The deal came as the company reported another quarter revealing the challenges of moving beyond its traditional telephone business. Overall, quarterly profit and revenue declined from a year ago. AT&T’s core cellphone business gained subscribers but more than 1 million customers abandoned its DirecTV unit.
AT&T’s deal with Elliott Management Corp. included a commitment to regular stock buybacks and a plan to appoint two new directors to its board. The board, led by Chairman and CEO Randall Stephenson, has 13 members.
The company pledged to conduct a review of its portfolio, avoid major acquisitions and pay down debt from its 2018 takeover of Time Warner. AT&T also agreed to separate the roles of chairman and CEO when Mr. Stephenson retires.
The deal solves problems for both sides. AT&T avoids a distracting fight with Elliott, an aggressive investment fund headed by billionaire Paul Singer. Elliott, for its part, might profit from the concessions the company is offering without having to mount a costly proxy battle.

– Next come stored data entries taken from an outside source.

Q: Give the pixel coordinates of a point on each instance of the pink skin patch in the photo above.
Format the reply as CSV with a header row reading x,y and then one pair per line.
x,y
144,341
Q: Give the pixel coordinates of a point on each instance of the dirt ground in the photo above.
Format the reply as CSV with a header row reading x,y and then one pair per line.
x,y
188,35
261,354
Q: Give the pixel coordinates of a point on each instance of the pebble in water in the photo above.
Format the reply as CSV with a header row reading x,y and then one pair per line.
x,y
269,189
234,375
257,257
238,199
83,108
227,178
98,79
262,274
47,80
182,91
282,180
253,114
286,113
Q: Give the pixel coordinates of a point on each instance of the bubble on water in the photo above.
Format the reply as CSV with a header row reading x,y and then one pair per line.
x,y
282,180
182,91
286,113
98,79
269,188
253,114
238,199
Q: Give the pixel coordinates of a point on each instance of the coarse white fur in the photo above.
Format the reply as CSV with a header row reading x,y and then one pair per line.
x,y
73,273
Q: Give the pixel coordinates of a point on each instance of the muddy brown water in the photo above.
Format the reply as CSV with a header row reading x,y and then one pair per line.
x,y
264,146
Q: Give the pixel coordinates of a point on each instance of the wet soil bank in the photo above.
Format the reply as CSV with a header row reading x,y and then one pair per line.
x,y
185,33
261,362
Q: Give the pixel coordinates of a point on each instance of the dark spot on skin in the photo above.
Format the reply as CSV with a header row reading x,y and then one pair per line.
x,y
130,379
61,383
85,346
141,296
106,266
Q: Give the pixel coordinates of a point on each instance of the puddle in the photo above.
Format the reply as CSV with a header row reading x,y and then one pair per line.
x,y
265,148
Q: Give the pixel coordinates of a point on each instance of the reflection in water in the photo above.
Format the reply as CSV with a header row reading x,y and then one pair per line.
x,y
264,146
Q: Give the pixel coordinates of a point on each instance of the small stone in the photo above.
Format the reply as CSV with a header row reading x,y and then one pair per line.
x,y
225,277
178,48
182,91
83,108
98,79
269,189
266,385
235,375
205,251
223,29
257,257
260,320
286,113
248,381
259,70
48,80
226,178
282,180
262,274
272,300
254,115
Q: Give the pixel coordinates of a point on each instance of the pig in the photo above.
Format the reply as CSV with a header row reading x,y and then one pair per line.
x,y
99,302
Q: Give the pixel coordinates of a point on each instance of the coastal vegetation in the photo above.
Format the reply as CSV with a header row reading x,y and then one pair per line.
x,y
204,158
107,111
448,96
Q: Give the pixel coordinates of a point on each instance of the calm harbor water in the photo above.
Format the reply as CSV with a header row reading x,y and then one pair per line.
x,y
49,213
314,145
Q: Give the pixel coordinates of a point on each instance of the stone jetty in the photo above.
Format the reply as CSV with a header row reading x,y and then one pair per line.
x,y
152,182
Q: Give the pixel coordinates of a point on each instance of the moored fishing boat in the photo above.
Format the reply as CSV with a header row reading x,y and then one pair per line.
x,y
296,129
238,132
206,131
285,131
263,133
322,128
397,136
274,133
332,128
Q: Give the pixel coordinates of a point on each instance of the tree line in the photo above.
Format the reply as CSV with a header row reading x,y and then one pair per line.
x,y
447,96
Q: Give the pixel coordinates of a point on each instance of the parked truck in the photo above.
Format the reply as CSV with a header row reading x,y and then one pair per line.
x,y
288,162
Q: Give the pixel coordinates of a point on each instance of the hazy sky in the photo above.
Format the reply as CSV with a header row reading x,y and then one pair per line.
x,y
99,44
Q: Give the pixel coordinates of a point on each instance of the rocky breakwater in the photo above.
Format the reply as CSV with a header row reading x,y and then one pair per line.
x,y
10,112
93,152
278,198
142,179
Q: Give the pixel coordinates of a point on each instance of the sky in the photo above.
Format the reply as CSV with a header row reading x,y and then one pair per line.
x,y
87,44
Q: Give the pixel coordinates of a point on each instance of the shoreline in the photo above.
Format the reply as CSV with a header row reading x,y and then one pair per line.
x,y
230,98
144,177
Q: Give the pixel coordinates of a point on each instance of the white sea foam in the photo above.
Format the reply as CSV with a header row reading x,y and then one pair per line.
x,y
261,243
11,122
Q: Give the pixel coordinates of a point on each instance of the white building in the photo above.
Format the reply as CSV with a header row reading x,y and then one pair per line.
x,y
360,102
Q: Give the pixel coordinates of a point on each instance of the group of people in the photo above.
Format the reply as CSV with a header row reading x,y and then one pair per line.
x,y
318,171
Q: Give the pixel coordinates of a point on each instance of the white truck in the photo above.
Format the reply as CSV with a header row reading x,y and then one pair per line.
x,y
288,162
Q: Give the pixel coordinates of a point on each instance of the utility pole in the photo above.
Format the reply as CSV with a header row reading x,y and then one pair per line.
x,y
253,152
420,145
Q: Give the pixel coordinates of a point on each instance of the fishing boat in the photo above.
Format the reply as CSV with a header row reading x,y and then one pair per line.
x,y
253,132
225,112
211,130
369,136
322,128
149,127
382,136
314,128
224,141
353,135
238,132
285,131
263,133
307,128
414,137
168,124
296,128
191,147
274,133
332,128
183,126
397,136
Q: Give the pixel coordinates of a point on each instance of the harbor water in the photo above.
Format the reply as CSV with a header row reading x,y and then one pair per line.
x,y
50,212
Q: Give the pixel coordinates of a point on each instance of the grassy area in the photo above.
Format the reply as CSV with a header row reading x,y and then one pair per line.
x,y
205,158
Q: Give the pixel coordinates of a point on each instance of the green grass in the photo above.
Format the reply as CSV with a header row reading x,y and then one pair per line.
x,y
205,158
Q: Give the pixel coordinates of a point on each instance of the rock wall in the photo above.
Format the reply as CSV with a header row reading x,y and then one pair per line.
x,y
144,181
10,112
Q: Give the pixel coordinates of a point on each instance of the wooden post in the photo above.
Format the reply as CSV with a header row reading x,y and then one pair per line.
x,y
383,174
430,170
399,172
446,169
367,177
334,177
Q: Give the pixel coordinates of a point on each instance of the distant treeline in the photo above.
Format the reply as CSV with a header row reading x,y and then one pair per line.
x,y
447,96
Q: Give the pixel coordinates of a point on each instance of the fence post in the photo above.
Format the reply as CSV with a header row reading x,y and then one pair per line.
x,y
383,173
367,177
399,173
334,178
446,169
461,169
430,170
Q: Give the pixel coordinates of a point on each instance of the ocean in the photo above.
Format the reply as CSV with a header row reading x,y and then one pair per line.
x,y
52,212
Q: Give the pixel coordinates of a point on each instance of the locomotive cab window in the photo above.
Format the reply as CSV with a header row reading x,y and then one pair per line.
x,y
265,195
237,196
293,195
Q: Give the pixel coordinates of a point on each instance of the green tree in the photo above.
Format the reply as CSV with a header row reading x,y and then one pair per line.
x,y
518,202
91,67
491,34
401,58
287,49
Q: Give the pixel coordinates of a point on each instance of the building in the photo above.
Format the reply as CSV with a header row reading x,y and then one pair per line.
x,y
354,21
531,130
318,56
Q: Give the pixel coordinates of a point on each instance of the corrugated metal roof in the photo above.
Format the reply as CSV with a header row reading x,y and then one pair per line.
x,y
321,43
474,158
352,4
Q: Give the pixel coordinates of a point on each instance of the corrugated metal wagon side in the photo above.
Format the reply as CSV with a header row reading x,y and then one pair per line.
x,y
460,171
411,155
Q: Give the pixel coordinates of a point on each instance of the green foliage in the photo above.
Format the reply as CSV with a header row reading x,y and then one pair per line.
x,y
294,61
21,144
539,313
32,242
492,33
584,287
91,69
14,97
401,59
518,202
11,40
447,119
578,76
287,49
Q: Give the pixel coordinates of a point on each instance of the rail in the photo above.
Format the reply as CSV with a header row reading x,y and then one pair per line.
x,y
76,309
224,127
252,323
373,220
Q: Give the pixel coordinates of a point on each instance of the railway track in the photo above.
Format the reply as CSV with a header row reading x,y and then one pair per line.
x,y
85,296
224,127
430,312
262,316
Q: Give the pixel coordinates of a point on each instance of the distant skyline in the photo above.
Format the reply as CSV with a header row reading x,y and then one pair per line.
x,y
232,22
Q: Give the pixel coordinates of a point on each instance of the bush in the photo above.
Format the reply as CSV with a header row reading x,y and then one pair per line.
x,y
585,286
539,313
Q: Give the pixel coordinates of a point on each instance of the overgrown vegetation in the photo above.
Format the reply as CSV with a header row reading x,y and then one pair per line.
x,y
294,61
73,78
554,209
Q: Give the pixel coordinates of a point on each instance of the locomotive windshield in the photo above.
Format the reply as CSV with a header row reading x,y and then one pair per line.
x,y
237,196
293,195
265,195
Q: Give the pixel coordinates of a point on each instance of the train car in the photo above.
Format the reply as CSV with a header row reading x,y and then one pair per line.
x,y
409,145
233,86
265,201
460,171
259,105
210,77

In the third quarter, the Dallas company’s entertainment division shed 1.4 million pay-TV customers. The losses included 1.2 million satellite and fiber-optic TV customers and a 195,000-subscriber decline at AT&T TV Now, the online channel bundle once called DirecTV Now.
AT&T’s wireless wing delivered a steadier performance, notching a 101,000-subscriber gain in postpaid phone subscribers, a valuable category of customers who pay for service at the end of the billing cycle. A year earlier, the company reported 69,000 net additions of postpaid accounts.